Gente, é só um conto. Flechinha está bem e manda miaus carinhosos para todos vocês.
A culpa foi da barata.
Sou dono/escravo de cinco gatos (já foram seis, minha Pimenta morreu bem velhinha). A mais nova, já mocinha (coitada, é virgem, castrada desde a infância) chama-se Flechinha. É bonita, ilustrou as stories de anúncio de meu livro Gata de foles e outras fábulas e a capa de meu PDF Contos sobre gatinhos. E, talvez pelos arroubos da adolescência, é a mais corajosa, a mais aventureira dos felinos cadusescos.
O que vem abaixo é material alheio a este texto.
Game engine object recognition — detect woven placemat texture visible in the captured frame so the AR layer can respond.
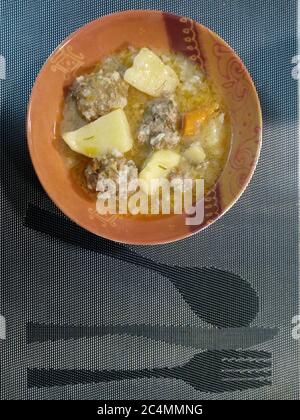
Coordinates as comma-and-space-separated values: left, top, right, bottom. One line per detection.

É sempre Flechinha quem pula mais alto para capturar insetos voadores – que, no conto Conversa de gatos, ela chamou de “chicletinhos enviados por mamãe Bastet, a deusa protetora dos felinos”. É sempre ela quem captura pobres lagartixas, as tortura, rindo, e depois devora; é ela quem foge de casa na primeira oportunidade, obrigando-me a persegui-la, escada abaixo (moro no décimo andar, a última vez, a capturei no quinto); e é sempre Flechinha quem mete o focinho em qualquer vão de janela, e os vai alargando, alargando, para respirar ares de liberdade.
Foi o que aconteceu ontem à tarde. Eu estava escrevendo no computador e nem percebi quando a maluquete pulou na janela da biblioteca, a única do apartamento que não tem rede de proteção, e passou a cabeça. E depois começou a avançar o corpinho.
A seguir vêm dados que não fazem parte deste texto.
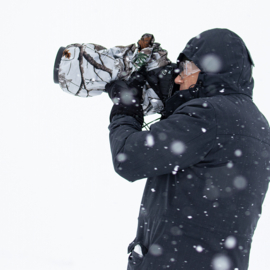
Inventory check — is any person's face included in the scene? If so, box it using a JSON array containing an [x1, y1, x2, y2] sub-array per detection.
[[174, 63, 201, 90]]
Corri para a janela e segurei a doidivana. Acho, não tenho certeza, que ela perceberia o perigo e não avançaria para o nada. Mas, se passasse perto um passarinho, o instinto falaria mais forte e ela saltaria para abocanhá-lo. Coisas de gato, quem é dono/escravo de um deles sabe como a banda toca.
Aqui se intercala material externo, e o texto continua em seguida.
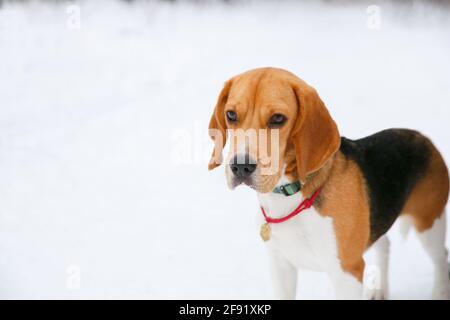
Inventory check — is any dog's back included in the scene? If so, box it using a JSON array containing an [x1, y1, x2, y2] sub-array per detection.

Aí, confesso, tive uma péssima ideia. Para mostrar-lhe o perigo, segurei-a bem firme, abri a janela e coloquei seu corpinho do lado de fora do apartamento, enquanto dizia, severo:
– Percebeu, sua maluca, o risco que corria? Se eu não a segurasse bem, haveria no chão, lá em baixo, purê de Flechinha.
Foi então que a barata entrou voando. Na verdade, não entrou no apartamento; pousou no lindo pelo de Flechinha, olhou pra mim e rosnou ameaçadora.
(Sei que baratas não rosnam, mas foi a impressão que eu tive.)
Dei um berro e espantei a barata com um tapa. Só que sou desajeitado e minha gatinha foi junto, se estabacou no térreo, virou purê, como infelizmente eu havia previsto.
Então, repito, a culpa foi da barata. A culpa maior. Em segundo lugar, de Flechinha, indômita e louca. E em terceiro lugar, confesso, deste abalado escriba.
Fazer o quê? Tenho nojo (mentira minha, tenho pavor) de barata.